The Unicorn Extinction Series: An Introspective Analysis of Women in Cybersecurity, Part 1

Posted on by MacKenzie Brown

More than a “Diversity” Problem

RSA Conference 2017, San Francisco; I paced from vendor booth to vendor booth mentally notating specific technical marketing differentiation among each presented Cybersecurity solution (both startup and established). Yet as I took in this setting, subconsciously, there was one thing I couldn’t help but observe. Where were all the women? There was an observable number of competent sales force who were female, but it appeared to be lacking technical roles filled with women like me, pursuing additional research and information exploration. 

Upon initial arrival to the RSAC, my scheduled and most anticipated stop, the Securing Diversity: Women in Cybersecurity session, was next on the agenda. I rushed to attend in hopes of absorbing some significant first hand inspiration, yet I was still surprised to find that the seats were only staggered with occupancy. The women and some men who were in attendance were like me; leaning forward in their seats, feverishly taking notes, and waiting to ask prepared questions once the speakers had concluded their presentations. 

Last on the Securing Diversity agenda: Valerie Plame, former covert CIA Operations Officer and author presented, “Women in Intelligence,” her account of being not only a woman in a very male-dominated industry, but also providing specific instances of what she, as a female, was able to uniquely bring to covert-operations that her fellow male colleagues could not provide. 

Plame noted that only 4.2% of Fortune 500 firms are headed by women (also observing that number was at an all-time high). She further noted a 2011 Harvard Business School study which concluded that by adding one woman to an all-male team found the total collective IQ rise significantly.  “It kind of sounds like a setup to a joke, but it’s not.” she reassures. The study showed it was not the absolute score of IQs, but rather the fact that having more women on the team, makes everyone smarter. 

Plame goes on to describe how over the years she observed first-hand what adding one woman to a collective group could accomplish. “Put simply,” she said, “the group dynamics improve remarkably, competition gives weight to cooperation, and a set of individuals, each vying for attention and dominance, become a much more collaborative team. And it’s the trust. The trust that powers better performance of the group.” Plame describes how this distinguishing factor of “trust” plays both a role in team dynamics and inspiration of companies, who can expect to see improvement in operational efficiency overall. 

While Plame focused on statistics reflecting women in all facets of an organization, the theme of her exposition demonstrated that the mere participation of women provided a quantifiable positive effect.  Valerie Plame’s presentation was a watershed moment as I considered my own career and gender roles, but mostly it added fuel to my inquiry of how this organizational upset mirrors upon the gender gap within the Cybersecurity industry. 
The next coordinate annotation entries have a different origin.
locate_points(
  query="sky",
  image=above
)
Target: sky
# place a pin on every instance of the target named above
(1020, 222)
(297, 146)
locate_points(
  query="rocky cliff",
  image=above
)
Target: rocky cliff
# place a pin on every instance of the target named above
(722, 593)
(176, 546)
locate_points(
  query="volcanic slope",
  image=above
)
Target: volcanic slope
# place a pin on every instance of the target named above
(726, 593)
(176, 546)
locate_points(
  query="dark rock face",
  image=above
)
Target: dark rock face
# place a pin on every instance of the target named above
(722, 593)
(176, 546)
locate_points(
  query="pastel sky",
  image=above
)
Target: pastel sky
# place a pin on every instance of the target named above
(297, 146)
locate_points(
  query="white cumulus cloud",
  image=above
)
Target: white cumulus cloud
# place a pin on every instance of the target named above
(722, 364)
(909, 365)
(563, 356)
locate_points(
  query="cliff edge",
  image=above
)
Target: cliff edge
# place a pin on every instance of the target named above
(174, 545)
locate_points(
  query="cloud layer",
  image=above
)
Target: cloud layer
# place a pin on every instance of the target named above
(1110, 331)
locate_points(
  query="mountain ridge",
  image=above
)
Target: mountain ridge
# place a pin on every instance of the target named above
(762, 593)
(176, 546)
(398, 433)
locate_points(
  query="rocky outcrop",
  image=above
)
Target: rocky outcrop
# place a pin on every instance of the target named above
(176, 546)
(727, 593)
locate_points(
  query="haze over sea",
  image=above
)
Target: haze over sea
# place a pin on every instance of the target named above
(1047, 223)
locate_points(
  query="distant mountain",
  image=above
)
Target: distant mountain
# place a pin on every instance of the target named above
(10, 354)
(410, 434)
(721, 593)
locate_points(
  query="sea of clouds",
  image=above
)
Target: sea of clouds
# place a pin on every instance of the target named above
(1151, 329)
Why is this even a thing? Because it is still a thing.  

The Unicorn Law

During hours of research and writing, I kept coming across a peculiar yet comically exact tokenism deemed, The Unicorn Law. I had heard this in my industry before, attributed to me, “unicorn,” which is described (even in the cybersecurity industry) as: a woman-in-tech, eventually noticed for their rarity and the assemblage toward other females within the industry. In technology and cybersecurity, this is a leading observation many come across based upon the current metrics. When applied to the predicted demand of employment openings for years to come, we can see an enormous opportunity for women. 
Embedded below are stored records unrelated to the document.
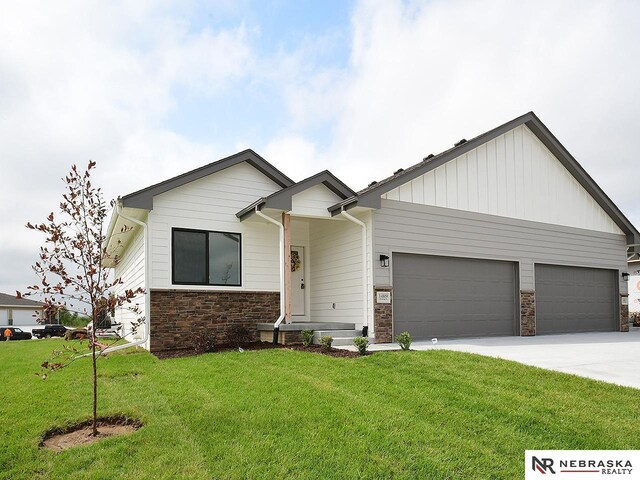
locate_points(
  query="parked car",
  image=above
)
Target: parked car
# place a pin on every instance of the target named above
(49, 331)
(16, 334)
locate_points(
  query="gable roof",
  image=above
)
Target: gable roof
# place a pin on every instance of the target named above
(144, 198)
(7, 300)
(370, 196)
(282, 199)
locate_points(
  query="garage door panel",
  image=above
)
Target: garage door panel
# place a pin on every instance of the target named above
(453, 297)
(575, 299)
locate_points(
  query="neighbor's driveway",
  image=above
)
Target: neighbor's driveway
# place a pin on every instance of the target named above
(611, 356)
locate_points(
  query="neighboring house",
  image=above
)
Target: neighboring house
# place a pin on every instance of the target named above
(504, 234)
(20, 311)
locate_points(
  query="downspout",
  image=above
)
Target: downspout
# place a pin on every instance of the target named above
(276, 325)
(147, 299)
(365, 276)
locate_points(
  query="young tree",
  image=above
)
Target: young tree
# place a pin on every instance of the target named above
(70, 266)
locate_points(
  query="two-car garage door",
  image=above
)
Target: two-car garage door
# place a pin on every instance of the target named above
(450, 297)
(453, 297)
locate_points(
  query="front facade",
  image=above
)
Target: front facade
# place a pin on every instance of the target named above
(20, 311)
(634, 285)
(502, 235)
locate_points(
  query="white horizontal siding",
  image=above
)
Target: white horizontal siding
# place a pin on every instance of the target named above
(211, 203)
(130, 269)
(513, 175)
(411, 228)
(314, 202)
(336, 271)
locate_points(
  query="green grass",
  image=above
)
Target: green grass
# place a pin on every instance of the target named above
(280, 413)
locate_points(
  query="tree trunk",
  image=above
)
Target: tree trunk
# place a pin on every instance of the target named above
(95, 385)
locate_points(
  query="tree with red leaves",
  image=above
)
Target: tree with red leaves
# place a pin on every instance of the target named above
(71, 271)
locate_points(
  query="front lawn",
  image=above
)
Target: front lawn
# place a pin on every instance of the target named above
(281, 413)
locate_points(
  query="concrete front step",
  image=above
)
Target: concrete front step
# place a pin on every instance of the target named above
(341, 338)
(350, 333)
(347, 341)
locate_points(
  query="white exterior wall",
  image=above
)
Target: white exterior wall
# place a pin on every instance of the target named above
(314, 202)
(634, 287)
(300, 238)
(336, 271)
(408, 228)
(24, 316)
(211, 203)
(131, 270)
(513, 175)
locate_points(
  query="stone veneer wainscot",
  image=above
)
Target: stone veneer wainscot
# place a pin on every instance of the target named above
(177, 316)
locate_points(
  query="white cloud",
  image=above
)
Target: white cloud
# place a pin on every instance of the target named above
(424, 75)
(84, 80)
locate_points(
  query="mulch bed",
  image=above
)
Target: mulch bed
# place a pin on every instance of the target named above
(333, 352)
(62, 438)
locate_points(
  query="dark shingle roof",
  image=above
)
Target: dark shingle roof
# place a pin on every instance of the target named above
(7, 300)
(370, 196)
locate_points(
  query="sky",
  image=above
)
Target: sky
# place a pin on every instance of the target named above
(151, 89)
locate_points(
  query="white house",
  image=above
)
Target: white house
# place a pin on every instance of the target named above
(634, 285)
(504, 234)
(19, 311)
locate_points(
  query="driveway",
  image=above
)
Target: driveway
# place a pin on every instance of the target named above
(609, 356)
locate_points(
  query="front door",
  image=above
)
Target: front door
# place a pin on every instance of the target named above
(297, 281)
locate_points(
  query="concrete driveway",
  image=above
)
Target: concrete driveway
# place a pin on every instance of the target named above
(610, 356)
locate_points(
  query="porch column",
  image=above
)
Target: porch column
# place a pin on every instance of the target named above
(286, 222)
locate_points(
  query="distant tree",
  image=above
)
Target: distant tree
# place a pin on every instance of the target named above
(71, 271)
(72, 319)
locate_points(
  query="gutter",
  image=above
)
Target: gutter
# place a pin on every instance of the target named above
(276, 325)
(365, 276)
(147, 299)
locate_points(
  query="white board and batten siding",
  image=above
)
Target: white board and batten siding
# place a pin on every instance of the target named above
(425, 229)
(211, 203)
(130, 269)
(513, 175)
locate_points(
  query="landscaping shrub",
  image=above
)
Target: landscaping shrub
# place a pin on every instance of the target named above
(204, 342)
(326, 341)
(307, 338)
(238, 335)
(404, 340)
(361, 343)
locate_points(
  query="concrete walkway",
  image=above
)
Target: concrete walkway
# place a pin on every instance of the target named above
(610, 356)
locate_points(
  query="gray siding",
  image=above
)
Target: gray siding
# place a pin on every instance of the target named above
(411, 228)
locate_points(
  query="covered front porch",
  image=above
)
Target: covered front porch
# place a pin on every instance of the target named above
(325, 274)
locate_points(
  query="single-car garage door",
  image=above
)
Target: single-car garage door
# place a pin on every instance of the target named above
(453, 297)
(575, 299)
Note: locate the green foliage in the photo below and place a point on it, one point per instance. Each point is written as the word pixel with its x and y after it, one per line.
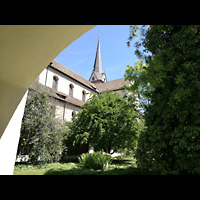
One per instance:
pixel 106 122
pixel 95 160
pixel 41 134
pixel 170 144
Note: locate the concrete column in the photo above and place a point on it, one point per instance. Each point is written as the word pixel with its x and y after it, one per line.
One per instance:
pixel 10 139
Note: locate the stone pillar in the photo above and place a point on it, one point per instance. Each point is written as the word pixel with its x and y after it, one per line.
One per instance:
pixel 10 139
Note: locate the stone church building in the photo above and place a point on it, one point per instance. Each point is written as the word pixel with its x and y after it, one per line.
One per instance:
pixel 69 91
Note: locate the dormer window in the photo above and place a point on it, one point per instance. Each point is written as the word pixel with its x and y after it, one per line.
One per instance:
pixel 55 83
pixel 83 95
pixel 71 88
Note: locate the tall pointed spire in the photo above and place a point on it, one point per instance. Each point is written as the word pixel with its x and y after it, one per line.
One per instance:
pixel 97 74
pixel 98 64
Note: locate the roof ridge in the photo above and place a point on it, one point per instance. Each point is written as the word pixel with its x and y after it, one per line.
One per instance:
pixel 80 79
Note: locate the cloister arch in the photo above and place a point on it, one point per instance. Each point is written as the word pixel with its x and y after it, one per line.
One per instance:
pixel 25 50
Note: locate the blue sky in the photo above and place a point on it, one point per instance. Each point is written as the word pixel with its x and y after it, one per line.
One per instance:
pixel 115 55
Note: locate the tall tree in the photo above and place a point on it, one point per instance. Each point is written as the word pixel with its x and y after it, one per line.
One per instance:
pixel 41 134
pixel 106 122
pixel 171 141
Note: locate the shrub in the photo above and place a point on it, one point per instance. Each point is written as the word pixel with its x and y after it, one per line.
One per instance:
pixel 95 161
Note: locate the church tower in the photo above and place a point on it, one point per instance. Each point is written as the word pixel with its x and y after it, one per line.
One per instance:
pixel 97 75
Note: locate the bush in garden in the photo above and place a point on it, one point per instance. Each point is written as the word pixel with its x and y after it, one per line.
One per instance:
pixel 95 161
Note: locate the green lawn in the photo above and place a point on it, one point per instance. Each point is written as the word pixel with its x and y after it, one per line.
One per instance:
pixel 120 166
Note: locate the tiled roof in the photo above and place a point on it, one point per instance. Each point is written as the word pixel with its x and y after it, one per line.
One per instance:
pixel 112 85
pixel 56 65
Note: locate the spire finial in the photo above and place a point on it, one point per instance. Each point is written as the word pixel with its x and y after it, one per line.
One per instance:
pixel 99 35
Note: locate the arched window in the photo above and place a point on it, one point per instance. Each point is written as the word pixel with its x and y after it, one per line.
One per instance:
pixel 73 113
pixel 71 88
pixel 55 82
pixel 83 95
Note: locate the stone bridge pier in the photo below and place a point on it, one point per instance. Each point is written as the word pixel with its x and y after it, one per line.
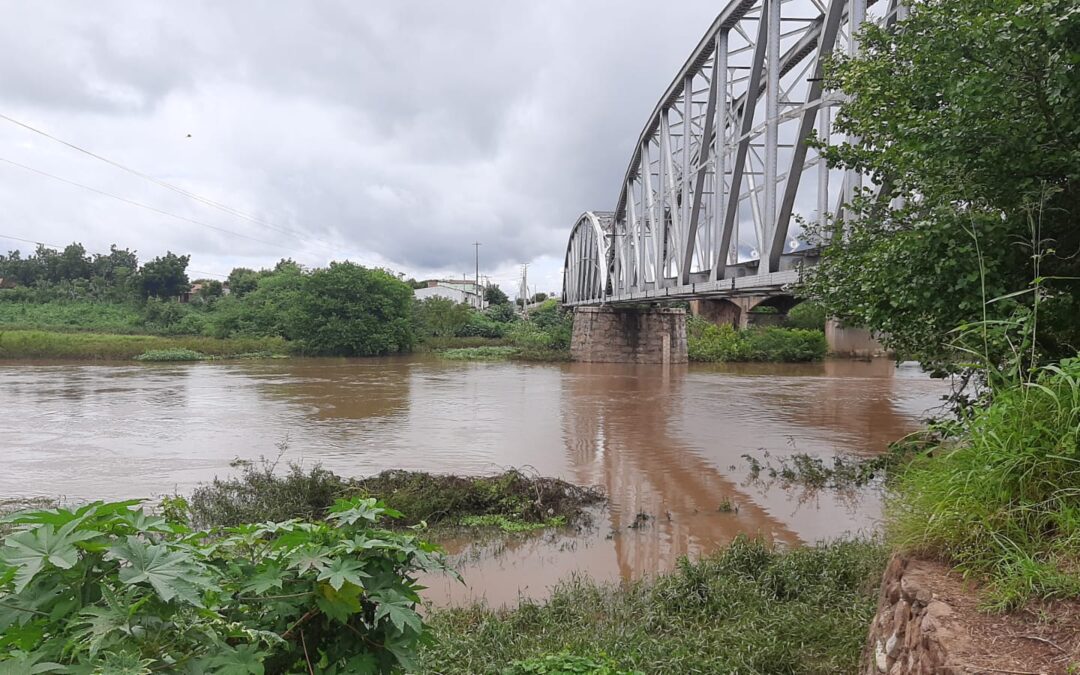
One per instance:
pixel 629 335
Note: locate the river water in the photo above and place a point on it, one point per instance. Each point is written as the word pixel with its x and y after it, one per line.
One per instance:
pixel 666 442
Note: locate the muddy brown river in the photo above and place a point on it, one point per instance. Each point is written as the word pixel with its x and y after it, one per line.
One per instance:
pixel 666 442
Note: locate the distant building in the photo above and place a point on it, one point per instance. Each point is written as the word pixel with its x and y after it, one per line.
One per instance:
pixel 459 291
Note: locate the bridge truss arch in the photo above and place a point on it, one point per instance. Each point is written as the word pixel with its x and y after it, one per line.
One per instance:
pixel 723 165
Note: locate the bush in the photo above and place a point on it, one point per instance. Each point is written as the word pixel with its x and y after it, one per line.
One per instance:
pixel 481 325
pixel 710 342
pixel 707 341
pixel 1003 503
pixel 808 314
pixel 171 354
pixel 785 345
pixel 110 589
pixel 747 608
pixel 349 310
pixel 259 495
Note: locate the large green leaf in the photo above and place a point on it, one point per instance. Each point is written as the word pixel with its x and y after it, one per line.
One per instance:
pixel 29 551
pixel 172 574
pixel 342 570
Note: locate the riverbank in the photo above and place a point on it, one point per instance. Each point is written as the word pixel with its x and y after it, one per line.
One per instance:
pixel 26 345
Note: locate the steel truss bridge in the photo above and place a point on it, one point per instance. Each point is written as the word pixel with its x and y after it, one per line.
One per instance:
pixel 723 166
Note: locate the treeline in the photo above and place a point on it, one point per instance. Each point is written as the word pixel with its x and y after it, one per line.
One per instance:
pixel 345 309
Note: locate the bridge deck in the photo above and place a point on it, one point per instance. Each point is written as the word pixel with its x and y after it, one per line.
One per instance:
pixel 754 284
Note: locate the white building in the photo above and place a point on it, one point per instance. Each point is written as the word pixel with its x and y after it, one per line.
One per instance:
pixel 456 291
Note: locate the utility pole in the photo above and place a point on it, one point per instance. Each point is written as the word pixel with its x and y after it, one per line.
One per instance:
pixel 524 291
pixel 480 295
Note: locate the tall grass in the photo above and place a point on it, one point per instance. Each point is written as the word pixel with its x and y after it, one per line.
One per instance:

  • Overall, [only] 25% of women hold occupations in technology alone.(2)
  • Women’s Society of Cyberjutsu (WSC), a nonprofit for empowering women in cybersecurity, states that females make up 11% of the cybersecurity workforce while (ISC)2, a non-profit specializing in education and certification, reports a whopping estimation of 10%.(1)
  • Lastly, put those current numbers against the 1 million employment opportunities predicted for 2017, with a global demand of up to 6 million by 2019.(3) 

Needless to say, the cybersecurity industry, a market predicted to have global expenditure exceeding $1 trillion between now and 2021(4), will have plenty of demand for not only information security professionals. How can we proceed to find solutions and a fixed approach towards resolving this gender gap and optimizing this employment fluctuation? Well, we promote unicorn extinction. 
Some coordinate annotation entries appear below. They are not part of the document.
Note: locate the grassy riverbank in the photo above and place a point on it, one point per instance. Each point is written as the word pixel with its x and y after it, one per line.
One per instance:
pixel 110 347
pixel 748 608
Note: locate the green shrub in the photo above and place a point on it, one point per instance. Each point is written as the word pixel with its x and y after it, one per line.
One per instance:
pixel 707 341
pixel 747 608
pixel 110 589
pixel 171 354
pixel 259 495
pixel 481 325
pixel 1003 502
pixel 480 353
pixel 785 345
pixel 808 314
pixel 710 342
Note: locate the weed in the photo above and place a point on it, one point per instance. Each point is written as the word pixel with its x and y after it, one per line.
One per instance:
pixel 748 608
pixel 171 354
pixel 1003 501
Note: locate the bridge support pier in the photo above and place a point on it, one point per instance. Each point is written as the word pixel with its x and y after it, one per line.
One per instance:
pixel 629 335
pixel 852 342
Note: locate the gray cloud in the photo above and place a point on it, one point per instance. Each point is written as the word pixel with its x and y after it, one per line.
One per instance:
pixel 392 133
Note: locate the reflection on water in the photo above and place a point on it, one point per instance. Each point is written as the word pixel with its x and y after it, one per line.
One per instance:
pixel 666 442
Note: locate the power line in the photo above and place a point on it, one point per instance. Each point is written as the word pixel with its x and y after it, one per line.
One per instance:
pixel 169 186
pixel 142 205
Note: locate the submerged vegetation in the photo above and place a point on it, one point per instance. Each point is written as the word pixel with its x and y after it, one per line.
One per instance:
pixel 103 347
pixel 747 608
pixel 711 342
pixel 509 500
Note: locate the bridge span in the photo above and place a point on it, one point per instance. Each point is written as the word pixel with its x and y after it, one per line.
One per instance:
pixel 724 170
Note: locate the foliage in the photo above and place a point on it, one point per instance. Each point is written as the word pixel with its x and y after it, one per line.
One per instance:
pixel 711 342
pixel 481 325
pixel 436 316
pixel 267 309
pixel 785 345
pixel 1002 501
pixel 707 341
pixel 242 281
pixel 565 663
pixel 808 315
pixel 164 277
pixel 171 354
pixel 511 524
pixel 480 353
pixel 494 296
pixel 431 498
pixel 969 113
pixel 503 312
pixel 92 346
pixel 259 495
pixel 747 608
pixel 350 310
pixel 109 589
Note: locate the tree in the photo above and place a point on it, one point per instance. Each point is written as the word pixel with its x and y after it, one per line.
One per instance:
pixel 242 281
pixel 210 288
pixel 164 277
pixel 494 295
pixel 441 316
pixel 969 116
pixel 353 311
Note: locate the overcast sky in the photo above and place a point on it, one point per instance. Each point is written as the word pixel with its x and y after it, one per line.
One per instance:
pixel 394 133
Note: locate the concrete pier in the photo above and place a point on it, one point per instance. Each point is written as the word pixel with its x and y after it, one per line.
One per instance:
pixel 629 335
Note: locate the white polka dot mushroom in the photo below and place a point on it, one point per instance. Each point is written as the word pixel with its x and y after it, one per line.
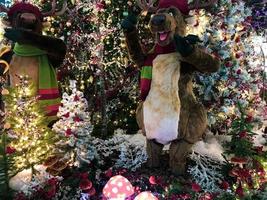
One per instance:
pixel 118 188
pixel 145 196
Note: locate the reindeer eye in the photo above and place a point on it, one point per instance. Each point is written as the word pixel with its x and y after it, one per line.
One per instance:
pixel 171 14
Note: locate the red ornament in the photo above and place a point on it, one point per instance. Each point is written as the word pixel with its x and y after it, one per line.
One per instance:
pixel 224 185
pixel 152 180
pixel 196 187
pixel 51 192
pixel 182 5
pixel 77 119
pixel 237 40
pixel 85 184
pixel 67 115
pixel 238 55
pixel 68 132
pixel 238 71
pixel 206 196
pixel 10 150
pixel 91 192
pixel 228 64
pixel 249 119
pixel 84 175
pixel 76 98
pixel 243 134
pixel 109 173
pixel 239 191
pixel 52 181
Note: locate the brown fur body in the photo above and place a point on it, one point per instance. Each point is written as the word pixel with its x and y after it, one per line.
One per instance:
pixel 192 115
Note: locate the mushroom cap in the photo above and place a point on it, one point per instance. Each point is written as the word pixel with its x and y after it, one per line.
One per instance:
pixel 239 160
pixel 118 187
pixel 145 196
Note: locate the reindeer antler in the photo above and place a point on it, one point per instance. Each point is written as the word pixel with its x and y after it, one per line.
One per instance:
pixel 63 9
pixel 53 9
pixel 3 8
pixel 147 6
pixel 198 5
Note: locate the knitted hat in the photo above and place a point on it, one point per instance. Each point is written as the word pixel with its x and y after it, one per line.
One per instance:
pixel 24 7
pixel 182 5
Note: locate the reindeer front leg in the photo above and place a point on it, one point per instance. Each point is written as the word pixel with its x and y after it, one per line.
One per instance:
pixel 132 40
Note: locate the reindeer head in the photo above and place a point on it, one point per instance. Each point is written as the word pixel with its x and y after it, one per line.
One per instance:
pixel 169 17
pixel 28 16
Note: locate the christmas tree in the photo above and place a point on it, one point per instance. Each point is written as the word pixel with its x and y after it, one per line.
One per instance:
pixel 246 159
pixel 26 140
pixel 74 124
pixel 97 58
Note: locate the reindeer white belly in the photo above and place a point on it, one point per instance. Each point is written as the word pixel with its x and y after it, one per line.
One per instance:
pixel 162 105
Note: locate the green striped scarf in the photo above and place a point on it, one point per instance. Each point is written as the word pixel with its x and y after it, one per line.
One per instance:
pixel 48 93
The problem of a lack of technically developed and specifically qualified women in Cybersecurity is not unique to this industry alone; however the proliferation of women in tangential roles associated with our industry shows that there is a barrier to entry, whatever that barrier may be.  In the next part of this series we will examine the ideas and conclusions of senior leadership and technical women in the industry in order to gain a woman’s point of view.